Viacom v. YouTube shows that Congress granted online service providers far-reaching immunity from copyright claims. No DMCA "safe harbor" corollary exists in the offline world, however. This discrepancy leads to some counter-intuitive results.
Take the case of YouTube Play, a well-publicized joint project between YouTube and the Solomon R. Guggenheim Foundation. The organizers' goal is to seek out and display the most creative videos made in the past two years around the world. As of June 14, participants in YouTube Play are already submitting their works by uploading them on www.youtube.com/play. A panel of Guggenheim experts will then review the submissions and select about 200 pieces to be displayed on the YouTube Play Channel online. On October 21, the Guggenheim will screen a final selection of roughly 20 exceptionally artistic works in its New York, Berlin, Bilbao, and Venice locations simultaneously.
Should one of the selected videos turn out to be not so creative after all and the copyright owner turn up, YouTube need only take the piece off YouTube Play to be protected from copyright infringement claims. In contrast, the Guggenheim may be liable even if it promptly removes the video from its exhibition halls. Unfortunately for the Guggenheim, the DMCA's notice and takedown safe harbor provisions only apply to online service providers.
Thus, in the spirit of internet exceptionalism, the DMCA establishes a different legal standard for infringements occurring online and offline.

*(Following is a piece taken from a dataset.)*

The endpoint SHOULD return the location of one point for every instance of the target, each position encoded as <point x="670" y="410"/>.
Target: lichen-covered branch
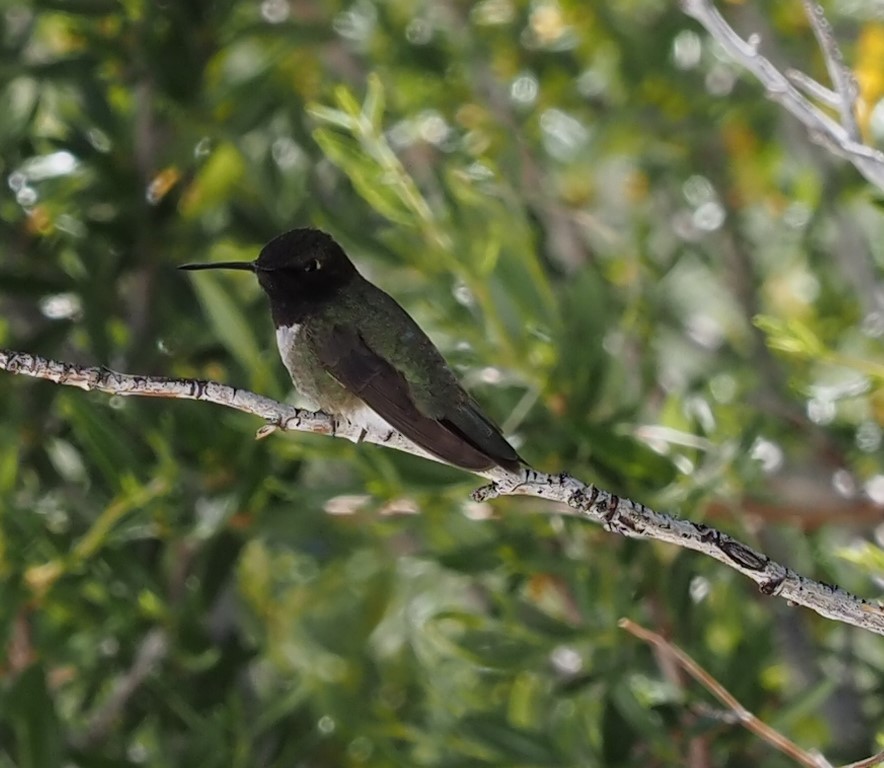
<point x="616" y="514"/>
<point x="841" y="138"/>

In YouTube Play both YouTube and the Guggenheim will engage in the public display of potentially infringing works; yet, the liability risks for the latter will be much greater. Is YouTube's status as an online service provider sufficient to justify this outcome? What incentives does this give to institutions like the Guggenheim to work with online service providers in an effort to seek out talent?
YouTube Play is marketed as an attempt to offer access to the art world elite, of which the Guggenheim is a member, to talented artists regardless of their geographic location, financial means, or level of training. All one needs to participate is a computer, the proper software, and an internet connection. Wouldn't we want more places to draw from this immensely large pool of people when they decide whose works deserve to be seen in their prestigious exhibition halls?
(Marina Petrova is a rising second year student at UCLA School of Law and a CMLP intern.)